Even some of the biggest Bitcoin investors, notably MicroStrategy, have to defend their convictions on BTC as price action drops.
With targets in the $11,000 range, Cointelegraph is taking a look at how far the market technically needs to pull back to match historical bottom areas.
Weak scammers still have to be kicked out
Despite dropping to an eighteen-month low, the Bitcoin price action has not yet shaken up all the speculators. According to the RHODL ratio from Philip Swift, creator of the analytics resource on the LookIntoBitcoin chain, more capitulation should be on the way.
This is because historically, the ratio between short- and long-term dealers has been in favor of the latter at aggregate price troughs.
RHODL specifically takes the ratio between a range of 1 week and 1-2 years for the Realized Cap HODL Waves scale, which breaks down coins by the last time they moved (weighted by the realized price).
Essentially, once RHODL is in the green, it signals that capitulation is at its peak and that the price floor is imminent or already being set. So far, RHODL has not yet entered its green zone, data from on-chain analytics firm Glassnode shows.

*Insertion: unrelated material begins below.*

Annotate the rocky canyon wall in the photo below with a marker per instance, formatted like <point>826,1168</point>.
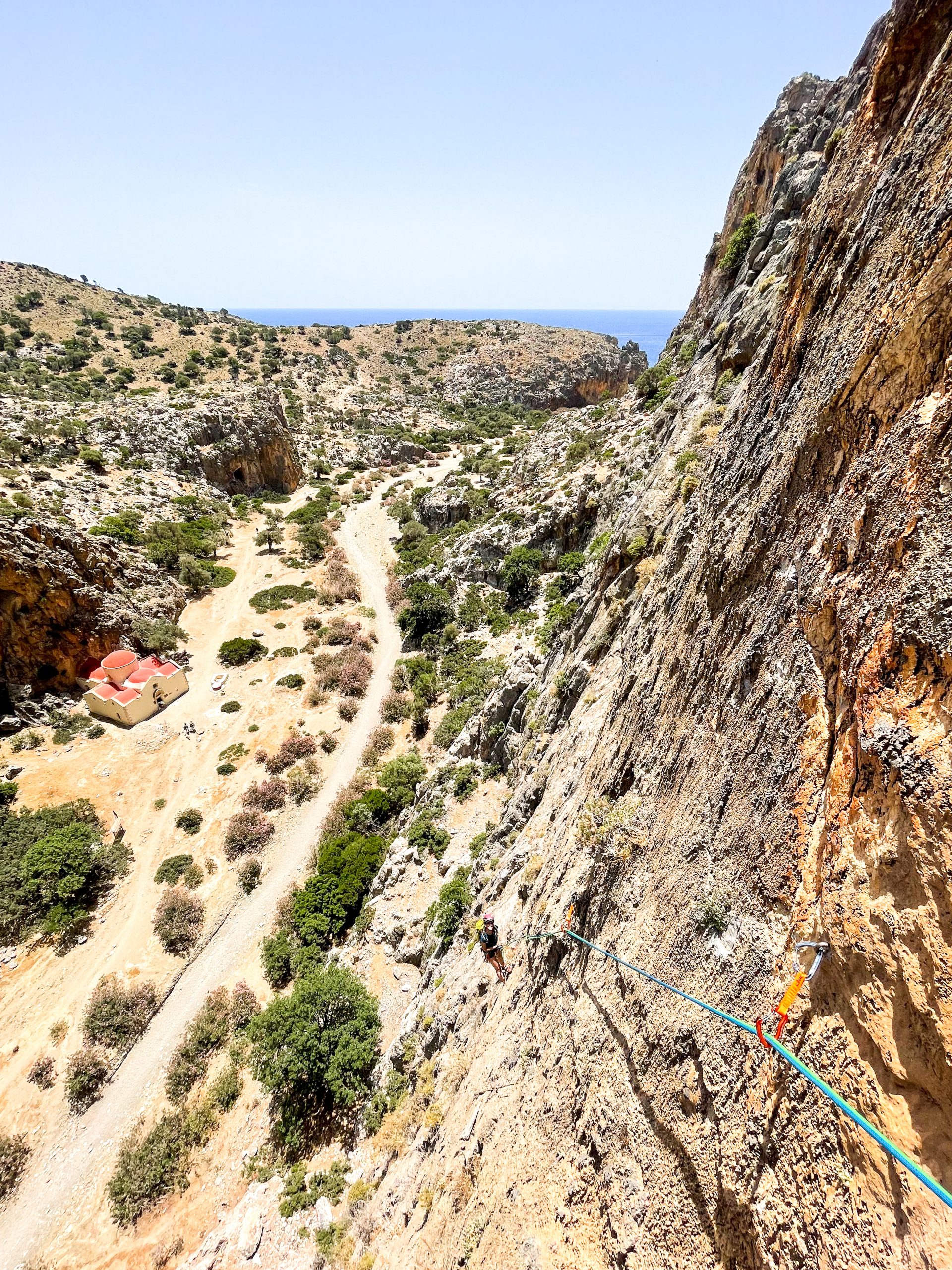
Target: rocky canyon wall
<point>757,683</point>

Not enough carriers underwater
The entire Bitcoin market may seem at a loss, but above $20,000, many are still holding onto the likely minuscule gains, hoping for a recovery.
On-chain analytics platform CryptoQuant, an associate analytics platform, revealed that as of June 16, only 46% of the total BTC supply was suspended at a loss.
This is impressive as a statistic in itself but not enough to call a total surrender event if historical patterns are taken into account.
According to CryptoQuant data, at least 60% of the supply needs to incur unrealized losses before it can be called capitulation – as was the case in March 2020, late 2018 and earlier.
CryptoQuant CEO Ki Young Joo note The importance of BTC/USD is due to its price achieved last week. This event, which took two years to form, indicates that the spot price is lower than the average price at which all currencies last moved.
“I’ve been waiting for this moment for two years since the big sale in March 2020,” he commented at the time.
No surrender for miners despite ‘impressive’ exchange flows
Although the cost of their production is likely to approach $30,000 from $20,000, bitcoin miners have not yet begun to make ends meet with the overcrowded BTC sales. Cointelegraph recently reported that coins are heading to exchanges, at the highest rate in seven months.
Related: $30,000 BTC Price Has a ‘Severe Impact’ on Bitcoin Miner Profits
As such, the Bitcoin network hash rate hasn’t taken a serious dive yet, which is common during periods of significant price pressure.
The Hash Ribbons scale, created by Capriole CEO Charles Edwards, an asset manager, confirms the lack of trend.
Hash bars use the 30-day moving average and the 60-day hash rate to determine when a miner capitulation will occur. Once the 30-day high crosses above the 60-day mark, it can be assumed that “the worst” is over as miners return to work.
So far, this crossover has not yet occurred, and historically, this means that maximum pain may be in the future.
The “massive flows of bitcoin mining exchange,” economist, trader and entrepreneur Max Krueger, meanwhile, hung On miner activity this week:
“Many miners will be in deep trouble with bitcoin in their teens and it makes sense to panic yesterday in anticipation of breaking $20,000.”